The Team’s Success is Your Success: You cannot do this alone. You will succeed or fail as a team
The culture at NASA emphasized the importance of teamwork, and put the success of the team and the mission above individual accomplishments. Strong relationships between team members were forged through the extraordinary experiences that Mike and his fellow astronauts shared during their training and spaceflights. This teamwork enabled them to successfully complete their training, overcome tragedy, build the International Space Station, and repair the Hubble Space Telescope. Mike discusses how the NASA models for teamwork and leadership can be applied to the business world and in life.
Find Another Way Around: When you think all hope is lost, it’s not
On the final Space Shuttle servicing mission to the Hubble Space Telescope, Mike was tasked with the most complicated spacewalk ever attempted: the in-space repair of a delicate scientific instrument. Mike made a major error during that spacewalk, but the ground control team and the astronauts in space worked together to come up with an innovative solution that saved the day and the mission. Although not every problem has an obvious solution, Mike explains how preparation, innovation and creativity can help us with overcoming unforeseen challenges.
Get Ready to Pivot: Change is a constant, be ready to adapt
Mike’s second space flight was one of the last of the Space Shuttle Program. It was time for NASA to retire the space shuttle and move on to the next phase in space exploration, which included relying heavily on private companies and on automation. Many at NASA did not want to accept these changes. But the last few years have shown that those who accepted these changes have thrived, while those who resisted are no longer contributing. Technological progress and entrepreneurship are needed in every industry, and the NASA team learned to embrace the changes in order to move on to that next phase. Our future in space is bright because of these changes.

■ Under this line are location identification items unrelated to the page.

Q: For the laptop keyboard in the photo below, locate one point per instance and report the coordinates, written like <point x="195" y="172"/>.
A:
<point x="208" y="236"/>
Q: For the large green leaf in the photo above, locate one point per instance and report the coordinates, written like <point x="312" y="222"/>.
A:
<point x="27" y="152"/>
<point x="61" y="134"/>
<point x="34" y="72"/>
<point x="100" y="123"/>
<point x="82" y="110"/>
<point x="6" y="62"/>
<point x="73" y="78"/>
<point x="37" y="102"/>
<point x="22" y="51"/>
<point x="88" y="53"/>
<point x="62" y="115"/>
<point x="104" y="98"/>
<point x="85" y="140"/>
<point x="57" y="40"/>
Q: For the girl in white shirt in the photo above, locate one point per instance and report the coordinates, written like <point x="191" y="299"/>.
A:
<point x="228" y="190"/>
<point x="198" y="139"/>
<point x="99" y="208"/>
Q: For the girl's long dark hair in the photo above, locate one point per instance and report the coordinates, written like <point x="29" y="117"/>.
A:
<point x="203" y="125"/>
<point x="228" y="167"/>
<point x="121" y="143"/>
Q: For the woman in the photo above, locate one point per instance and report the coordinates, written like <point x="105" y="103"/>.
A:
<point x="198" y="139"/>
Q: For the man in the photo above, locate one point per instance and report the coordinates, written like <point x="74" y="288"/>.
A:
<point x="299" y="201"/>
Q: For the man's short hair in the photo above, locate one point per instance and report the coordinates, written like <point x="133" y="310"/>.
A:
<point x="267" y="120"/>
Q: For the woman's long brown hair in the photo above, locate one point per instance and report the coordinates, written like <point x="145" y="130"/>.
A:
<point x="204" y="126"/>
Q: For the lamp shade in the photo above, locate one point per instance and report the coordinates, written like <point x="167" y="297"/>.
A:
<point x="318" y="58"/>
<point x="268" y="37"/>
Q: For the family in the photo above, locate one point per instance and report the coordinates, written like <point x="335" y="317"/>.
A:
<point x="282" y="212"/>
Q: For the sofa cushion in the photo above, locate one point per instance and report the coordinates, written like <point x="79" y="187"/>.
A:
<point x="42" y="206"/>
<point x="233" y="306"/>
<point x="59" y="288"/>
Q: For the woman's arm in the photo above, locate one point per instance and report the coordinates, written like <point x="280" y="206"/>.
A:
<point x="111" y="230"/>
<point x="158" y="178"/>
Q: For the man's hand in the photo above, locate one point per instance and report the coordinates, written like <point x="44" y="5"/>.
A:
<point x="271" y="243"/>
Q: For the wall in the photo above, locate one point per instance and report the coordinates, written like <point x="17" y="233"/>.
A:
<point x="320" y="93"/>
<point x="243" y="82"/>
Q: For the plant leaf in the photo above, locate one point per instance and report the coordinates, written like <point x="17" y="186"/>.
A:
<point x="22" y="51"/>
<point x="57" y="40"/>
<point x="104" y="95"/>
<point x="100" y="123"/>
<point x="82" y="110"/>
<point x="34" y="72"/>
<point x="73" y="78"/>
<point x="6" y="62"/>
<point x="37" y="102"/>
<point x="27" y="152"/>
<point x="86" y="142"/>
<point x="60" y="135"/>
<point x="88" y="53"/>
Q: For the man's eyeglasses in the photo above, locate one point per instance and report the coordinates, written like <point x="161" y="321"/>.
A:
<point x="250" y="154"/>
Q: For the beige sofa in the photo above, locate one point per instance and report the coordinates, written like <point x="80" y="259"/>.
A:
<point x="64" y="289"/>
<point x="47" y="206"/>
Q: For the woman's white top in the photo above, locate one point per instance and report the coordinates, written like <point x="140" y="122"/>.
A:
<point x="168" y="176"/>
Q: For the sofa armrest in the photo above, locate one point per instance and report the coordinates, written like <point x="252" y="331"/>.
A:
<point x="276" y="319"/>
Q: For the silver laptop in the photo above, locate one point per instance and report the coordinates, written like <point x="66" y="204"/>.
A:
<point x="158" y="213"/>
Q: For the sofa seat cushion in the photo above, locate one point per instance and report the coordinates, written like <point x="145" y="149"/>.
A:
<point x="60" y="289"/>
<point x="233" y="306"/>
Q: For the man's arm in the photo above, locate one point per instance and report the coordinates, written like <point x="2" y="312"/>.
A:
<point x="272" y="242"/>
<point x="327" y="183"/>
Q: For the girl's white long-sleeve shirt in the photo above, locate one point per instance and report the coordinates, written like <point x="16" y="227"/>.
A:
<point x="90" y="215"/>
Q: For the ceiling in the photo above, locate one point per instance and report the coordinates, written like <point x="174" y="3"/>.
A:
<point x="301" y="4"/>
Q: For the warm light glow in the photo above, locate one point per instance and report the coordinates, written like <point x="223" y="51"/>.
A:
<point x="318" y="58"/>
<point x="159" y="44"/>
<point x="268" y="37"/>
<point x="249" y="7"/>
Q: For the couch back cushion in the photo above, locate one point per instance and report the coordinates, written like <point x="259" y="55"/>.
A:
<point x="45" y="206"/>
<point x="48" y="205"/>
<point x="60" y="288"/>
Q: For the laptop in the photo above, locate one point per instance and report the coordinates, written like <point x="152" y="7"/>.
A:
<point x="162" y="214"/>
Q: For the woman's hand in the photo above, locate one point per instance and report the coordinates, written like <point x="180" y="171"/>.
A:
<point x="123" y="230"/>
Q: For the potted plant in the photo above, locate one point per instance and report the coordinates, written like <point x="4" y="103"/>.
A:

An Astronaut’s View of Planet Earth: We are living in a paradise, remember the big picture
The orbit of the Hubble Space Telescope is 350 miles above the Earth, 100 miles higher than the International Space Station. From that altitude, astronauts are able to see the curvature of our planet, and spacewalking astronauts are able to take in the magnificent views through their helmet visors with a 360- degree view of the Earth and the surrounding universe. Mike describes his observations and feelings while viewing our planet, including its fragility and the importance of taking care of it.
Our leaders were inspired by your story and I believe walked away with a renewed sense of purpose and ready to focus on our new aspiration and goal. Your determination has encouraged us to think differently and be more courageous in our pursuits to impact society.